In The Splendid and the Vile, Erik Larson shows, in cinematic detail, how Churchill taught the British people “the art of being fearless.” It is a story of political brinkmanship, but it’s also an intimate domestic drama, set against the backdrop of Churchill’s prime-ministerial country home, Chequers; his wartime retreat, Ditchley, where he and his entourage go when the moon is brightest and the bombing threat is highest; and of course 10 Downing Street in London. Drawing on diaries, original archival documents, and once-secret intelligence reports—some released only recently—Larson provides a new lens on London’s darkest year through the day-to-day experience of Churchill and his family: his wife, Clementine; their youngest daughter, Mary, who chafes against her parents’ wartime protectiveness; their son, Randolph, and his beautiful, unhappy wife, Pamela; Pamela’s illicit lover, a dashing American emissary; and the advisers in Churchill’s “Secret Circle,” to whom he turns in the hardest moments.

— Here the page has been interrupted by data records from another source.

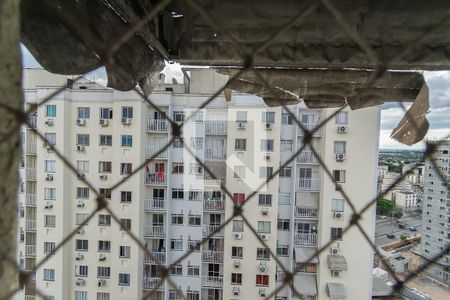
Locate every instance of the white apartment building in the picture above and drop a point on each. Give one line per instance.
(172, 203)
(435, 212)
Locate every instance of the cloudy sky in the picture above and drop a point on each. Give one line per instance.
(439, 115)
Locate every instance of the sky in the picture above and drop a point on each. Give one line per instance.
(439, 115)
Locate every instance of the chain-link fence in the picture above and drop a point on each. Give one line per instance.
(248, 59)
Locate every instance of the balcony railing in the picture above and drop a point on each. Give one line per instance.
(216, 127)
(155, 204)
(215, 153)
(155, 178)
(30, 200)
(161, 125)
(308, 184)
(150, 151)
(305, 239)
(155, 231)
(155, 257)
(30, 174)
(212, 256)
(214, 205)
(212, 281)
(307, 157)
(306, 213)
(208, 229)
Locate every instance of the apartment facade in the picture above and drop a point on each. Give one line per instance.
(172, 203)
(435, 212)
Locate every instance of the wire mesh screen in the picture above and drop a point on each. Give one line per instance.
(238, 207)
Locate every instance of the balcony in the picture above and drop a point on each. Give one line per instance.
(212, 256)
(157, 125)
(214, 205)
(150, 151)
(305, 239)
(156, 178)
(216, 127)
(306, 184)
(208, 229)
(30, 250)
(154, 231)
(307, 157)
(155, 257)
(30, 174)
(212, 281)
(306, 213)
(215, 154)
(155, 204)
(30, 200)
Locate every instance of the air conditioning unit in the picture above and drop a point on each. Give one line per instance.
(126, 121)
(80, 282)
(341, 156)
(236, 291)
(338, 215)
(342, 128)
(81, 122)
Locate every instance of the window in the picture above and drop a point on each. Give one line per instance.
(241, 116)
(236, 278)
(238, 226)
(177, 168)
(268, 117)
(176, 270)
(265, 172)
(82, 139)
(81, 271)
(50, 111)
(262, 254)
(124, 279)
(127, 140)
(263, 226)
(195, 220)
(337, 205)
(104, 220)
(262, 280)
(125, 196)
(105, 140)
(341, 118)
(124, 252)
(237, 252)
(176, 244)
(83, 112)
(49, 221)
(49, 193)
(49, 247)
(266, 145)
(265, 200)
(240, 144)
(127, 112)
(286, 172)
(49, 166)
(336, 233)
(283, 224)
(103, 272)
(340, 147)
(105, 113)
(177, 219)
(82, 193)
(239, 171)
(126, 168)
(104, 246)
(104, 166)
(339, 175)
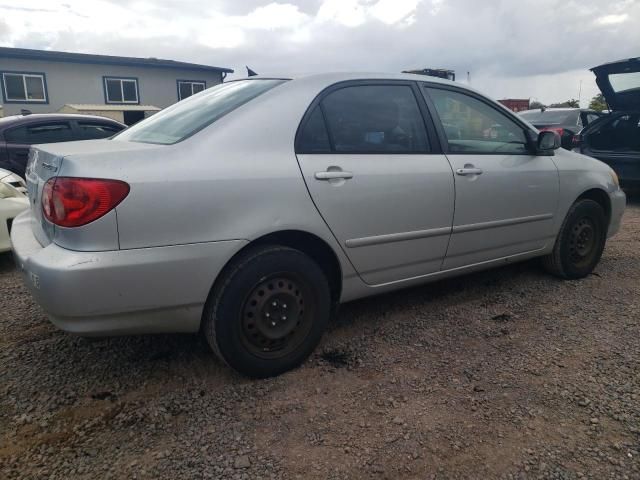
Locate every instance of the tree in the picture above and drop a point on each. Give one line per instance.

The Splendid and the Vile takes readers out of today’s political dysfunction and back to a time of true leadership, when, in the face of unrelenting horror, Churchill’s eloquence, courage, and perseverance bound a country, and a family, together.
There are few historical episodes more well known to Anglophones than the Battle of Britain. Even the words Churchill used to help save democratic civilization have become cliches: “Their finest hour”, “Blood, sweat and tears”, “Never have so many owed so much to so few.”
Given that libraries could be filled with volumes dissecting almost every angle of Churchill’s life and WWII, it’s hard to imagine that Erik Larson could offer anything particularly original.
He has chosen, however, not to emphasize the extensive scholarship on this era, but to use journals and other primary sources to retell the Battle of Britain as it appeared to those in Churchill’s immediate circle. Thus, we get details as various as teenage Mary Churchill’s love of dances juxtaposed with his pet scientist’s ability to explain radar technology in a way he could understand.
These personal portraits, drawn from contemporary sources, combine to form a unique saga of what it felt like to be around Churchill in this troubled era. Accomplished with real brilliance, I thoroughly enjoyed Larson’s narrative.
Personal taste for this kind of history will, obviously, differ. Should history be recounted with more ample reference to other scholars? Does the personal inform the world-historical as much as Larson suggests?
These are questions which ultimately have to be answered by every reader. But, to my taste, this technique was an immense success in shedding new light on this dark, but inspiring era, in human history.